UnifiedMemoryManager
uses the fraction (based on spark.memory.fraction configuration property) of the "usable" memory for the maximum heap memory.
Demo¶
// local mode with --conf spark.driver.memory=2g
scala> sc.getConf.getSizeAsBytes("spark.driver.memory")
res0: Long = 2147483648
scala> val systemMemory = Runtime.getRuntime.maxMemory
// fixed amount of memory for non-storage, non-execution purposes
// UnifiedMemoryManager.RESERVED_SYSTEM_MEMORY_BYTES
val reservedMemory = 300 * 1024 * 1024
// minimum system memory required
val minSystemMemory = (reservedMemory * 1.5).ceil.toLong
val usableMemory = systemMemory - reservedMemory
val memoryFraction = sc.getConf.getDouble("spark.memory.fraction", 0.6)

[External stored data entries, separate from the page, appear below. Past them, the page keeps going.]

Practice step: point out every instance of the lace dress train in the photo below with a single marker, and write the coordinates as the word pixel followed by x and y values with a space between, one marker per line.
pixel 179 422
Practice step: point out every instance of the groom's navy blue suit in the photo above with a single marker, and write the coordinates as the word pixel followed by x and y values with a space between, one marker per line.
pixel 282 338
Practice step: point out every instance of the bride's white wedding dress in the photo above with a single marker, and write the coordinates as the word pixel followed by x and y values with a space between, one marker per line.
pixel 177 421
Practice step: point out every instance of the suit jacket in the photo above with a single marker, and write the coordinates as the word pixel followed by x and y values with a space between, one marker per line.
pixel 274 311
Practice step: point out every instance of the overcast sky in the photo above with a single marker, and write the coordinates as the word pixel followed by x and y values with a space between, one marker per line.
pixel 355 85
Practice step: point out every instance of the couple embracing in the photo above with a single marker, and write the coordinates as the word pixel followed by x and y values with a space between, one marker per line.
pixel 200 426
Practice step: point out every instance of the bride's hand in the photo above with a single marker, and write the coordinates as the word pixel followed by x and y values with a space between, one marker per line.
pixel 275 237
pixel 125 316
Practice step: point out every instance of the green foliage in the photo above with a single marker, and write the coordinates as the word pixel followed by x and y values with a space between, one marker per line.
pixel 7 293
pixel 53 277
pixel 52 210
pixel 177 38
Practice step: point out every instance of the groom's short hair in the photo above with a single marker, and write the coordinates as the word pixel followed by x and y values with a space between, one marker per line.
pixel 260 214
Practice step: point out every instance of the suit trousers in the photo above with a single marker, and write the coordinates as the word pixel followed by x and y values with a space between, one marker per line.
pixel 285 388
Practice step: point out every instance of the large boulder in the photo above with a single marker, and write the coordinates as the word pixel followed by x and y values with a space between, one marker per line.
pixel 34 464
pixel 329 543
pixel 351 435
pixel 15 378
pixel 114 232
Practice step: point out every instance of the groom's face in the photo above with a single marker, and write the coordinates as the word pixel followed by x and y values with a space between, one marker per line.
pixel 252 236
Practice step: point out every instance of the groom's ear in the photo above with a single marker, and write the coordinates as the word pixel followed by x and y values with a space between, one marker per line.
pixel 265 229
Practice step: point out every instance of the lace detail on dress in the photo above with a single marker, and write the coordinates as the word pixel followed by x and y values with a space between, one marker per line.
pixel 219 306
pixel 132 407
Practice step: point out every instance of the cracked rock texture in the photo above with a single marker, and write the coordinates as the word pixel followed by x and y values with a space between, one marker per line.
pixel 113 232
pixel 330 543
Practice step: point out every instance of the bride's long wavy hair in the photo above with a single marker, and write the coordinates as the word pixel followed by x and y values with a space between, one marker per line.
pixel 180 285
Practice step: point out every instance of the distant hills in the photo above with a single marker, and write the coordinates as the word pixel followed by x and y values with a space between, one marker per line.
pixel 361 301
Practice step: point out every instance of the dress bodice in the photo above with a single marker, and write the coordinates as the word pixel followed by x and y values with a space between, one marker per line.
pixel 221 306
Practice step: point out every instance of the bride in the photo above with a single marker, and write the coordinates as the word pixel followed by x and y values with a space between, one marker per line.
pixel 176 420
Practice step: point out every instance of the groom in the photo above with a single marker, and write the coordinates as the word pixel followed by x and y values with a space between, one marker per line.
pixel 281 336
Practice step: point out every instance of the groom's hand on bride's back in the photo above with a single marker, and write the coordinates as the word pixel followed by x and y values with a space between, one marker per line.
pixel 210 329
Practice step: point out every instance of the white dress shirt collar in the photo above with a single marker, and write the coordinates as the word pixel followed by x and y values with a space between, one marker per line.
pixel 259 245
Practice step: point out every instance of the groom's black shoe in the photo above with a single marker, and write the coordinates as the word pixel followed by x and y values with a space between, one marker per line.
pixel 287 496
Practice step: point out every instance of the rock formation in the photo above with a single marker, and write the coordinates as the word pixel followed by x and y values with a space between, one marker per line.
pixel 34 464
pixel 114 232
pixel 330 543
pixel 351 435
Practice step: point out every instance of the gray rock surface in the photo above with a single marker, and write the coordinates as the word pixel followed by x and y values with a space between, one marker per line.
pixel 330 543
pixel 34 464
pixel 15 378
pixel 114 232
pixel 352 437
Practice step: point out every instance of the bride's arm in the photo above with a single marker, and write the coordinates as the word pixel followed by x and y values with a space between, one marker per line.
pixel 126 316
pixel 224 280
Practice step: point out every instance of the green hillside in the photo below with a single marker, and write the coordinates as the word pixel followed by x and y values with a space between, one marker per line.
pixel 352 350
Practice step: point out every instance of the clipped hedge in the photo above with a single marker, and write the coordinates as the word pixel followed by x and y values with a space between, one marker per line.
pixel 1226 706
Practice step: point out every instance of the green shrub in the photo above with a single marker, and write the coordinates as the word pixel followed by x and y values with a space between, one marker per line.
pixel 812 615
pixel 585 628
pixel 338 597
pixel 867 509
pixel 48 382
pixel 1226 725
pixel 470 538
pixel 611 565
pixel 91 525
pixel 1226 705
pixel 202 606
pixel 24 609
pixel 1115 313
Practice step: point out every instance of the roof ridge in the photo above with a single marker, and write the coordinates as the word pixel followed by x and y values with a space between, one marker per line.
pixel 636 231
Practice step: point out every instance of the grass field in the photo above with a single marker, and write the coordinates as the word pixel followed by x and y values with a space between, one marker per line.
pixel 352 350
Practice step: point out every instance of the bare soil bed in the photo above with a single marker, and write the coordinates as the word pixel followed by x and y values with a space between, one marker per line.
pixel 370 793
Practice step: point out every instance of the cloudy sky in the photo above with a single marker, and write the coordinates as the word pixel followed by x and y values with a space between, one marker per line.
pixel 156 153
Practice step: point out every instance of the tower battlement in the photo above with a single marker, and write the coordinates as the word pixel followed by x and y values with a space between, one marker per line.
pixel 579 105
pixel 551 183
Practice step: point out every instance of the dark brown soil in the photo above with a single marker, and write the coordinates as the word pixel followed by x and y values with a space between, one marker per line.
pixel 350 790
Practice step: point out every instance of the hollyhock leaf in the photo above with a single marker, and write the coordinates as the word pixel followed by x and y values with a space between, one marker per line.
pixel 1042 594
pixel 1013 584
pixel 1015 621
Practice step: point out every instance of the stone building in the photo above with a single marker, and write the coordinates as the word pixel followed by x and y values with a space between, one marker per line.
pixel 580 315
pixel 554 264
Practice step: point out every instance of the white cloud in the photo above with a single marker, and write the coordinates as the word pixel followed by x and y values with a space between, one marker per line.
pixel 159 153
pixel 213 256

scala> val maxMemory = (usableMemory * memoryFraction).toLong
maxMemory: Long = 956615884
import org.apache.spark.network.util.JavaUtils
scala> JavaUtils.byteStringAsMb(maxMemory + "b")
res1: Long = 912
Reserved System Memory¶
UnifiedMemoryManager
considers 300MB
(300 * 1024 * 1024
bytes) as a reserved system memory while calculating the maximum heap memory.
Acquiring Execution Memory for Task¶
acquireExecutionMemory(
numBytes: Long,
taskAttemptId: Long,
memoryMode: MemoryMode): Long
acquireExecutionMemory
asserts the invariants.
acquireExecutionMemory
selects the execution and storage pools, the storage region size and the maximum memory for the given MemoryMode
.
MemoryMode | ON_HEAP | OFF_HEAP |
---|---|---|
executionPool | onHeapExecutionMemoryPool | offHeapExecutionMemoryPool |
storagePool | onHeapStorageMemoryPool | offHeapStorageMemoryPool |
storageRegionSize | onHeapStorageRegionSize | offHeapStorageMemory |
maxMemory | maxHeapMemory | maxOffHeapMemory |
In the end, acquireExecutionMemory
requests the ExecutionMemoryPool to acquire memory of numBytes
bytes (with the maybeGrowExecutionPool and the maximum size of execution pool functions).
acquireExecutionMemory
is part of the MemoryManager abstraction.
maybeGrowExecutionPool¶
maybeGrowExecutionPool(
extraMemoryNeeded: Long): Unit
maybeGrowExecutionPool
...FIXME
Maximum Size of Execution Pool¶
computeMaxExecutionPoolSize(): Long
computeMaxExecutionPoolSize
takes the minimum size of the storage memory regions (based on the memory mode, ON_HEAP
or OFF_HEAP
, respectively):
- Memory used of the on-heap or the off-heap storage memory pool
- On-heap or the off-heap storage memory size
In the end, computeMaxExecutionPoolSize
returns the size of the remaining memory space of the maximum memory (the maxHeapMemory or the maxOffHeapMemory for ON_HEAP
or OFF_HEAP
memory mode, respectively) without (the minimum size of) the storage memory region.